Further, the current credit freeze is likely due to Wall Street's hope of a bailout; bankers will not sell their lousy assets for 20 cents on the dollar if the government might pay 30, 50, or 80 cents.

The costs of the bailout, moreover, are almost certainly being understated. The administration's claim is that many mortgage assets are merely illiquid, not truly worthless, implying taxpayers will recoup much of their $700 billion.

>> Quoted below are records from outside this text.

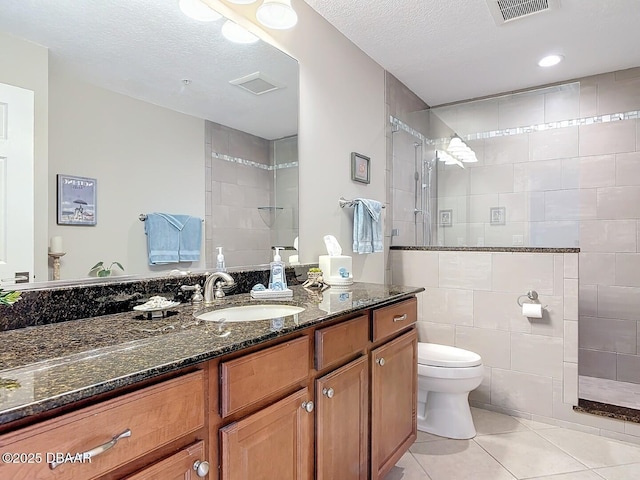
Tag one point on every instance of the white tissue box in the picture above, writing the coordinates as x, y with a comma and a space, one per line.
336, 269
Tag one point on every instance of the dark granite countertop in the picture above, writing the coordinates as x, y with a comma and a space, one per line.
49, 366
435, 248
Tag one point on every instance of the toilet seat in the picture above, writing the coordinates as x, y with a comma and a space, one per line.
435, 355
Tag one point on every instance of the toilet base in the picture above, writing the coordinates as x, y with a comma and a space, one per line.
446, 415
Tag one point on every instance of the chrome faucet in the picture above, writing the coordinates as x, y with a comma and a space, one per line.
216, 280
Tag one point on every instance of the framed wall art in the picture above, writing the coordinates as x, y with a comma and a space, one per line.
76, 200
360, 168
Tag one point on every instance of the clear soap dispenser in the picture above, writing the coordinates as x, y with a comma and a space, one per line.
220, 266
277, 279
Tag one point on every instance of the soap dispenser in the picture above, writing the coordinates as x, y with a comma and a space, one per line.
277, 279
220, 266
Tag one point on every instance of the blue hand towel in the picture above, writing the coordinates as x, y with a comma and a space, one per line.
367, 226
172, 238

If these assets are worth something, however, private parties should want to buy them, and they would do so if the owners would accept fair market value. Far more likely is that current owners have brushed under the rug how little their assets are worth

2 comments:

Bakonewbie said...

Makes sense. One thing that I have been thinking and writing ot congress and senate is the option of a gov't insured type of loan to get people out of their liar loans and ARMs.
The catch would be to make those liar loans into fixed 40 and 50 year terms. They are not ideal BUT people would still have to pay back their original amount, their payments would be lower and it would allow them to weather the market and then sell/refi later.
Also, many of these liar loans seem to have gone to young people. So a 40 year term for a 25 year old is not the end of the world.
At least it seems like an option that does not soak the taxpayers or give freebies to idiots.
Why is no one talking about this? Am I missing something?

Anonymous said...

BTW, a shout-out for our Representative from California, Kevin McCarthy (R). He voted against the bail-out bill BOTH times it was presented, as he recognized there was no "emergency" (it was being pushed down the throats of all of us with threats of martial law if it didn't pass, etc), but more importantly, represented a HUGE waste of taxpayer funds.

He realized the final version contained elements that were helpful (e.g. raising FDIC limits), but knows there were ways to skin the cat without resorting to such extreme measures.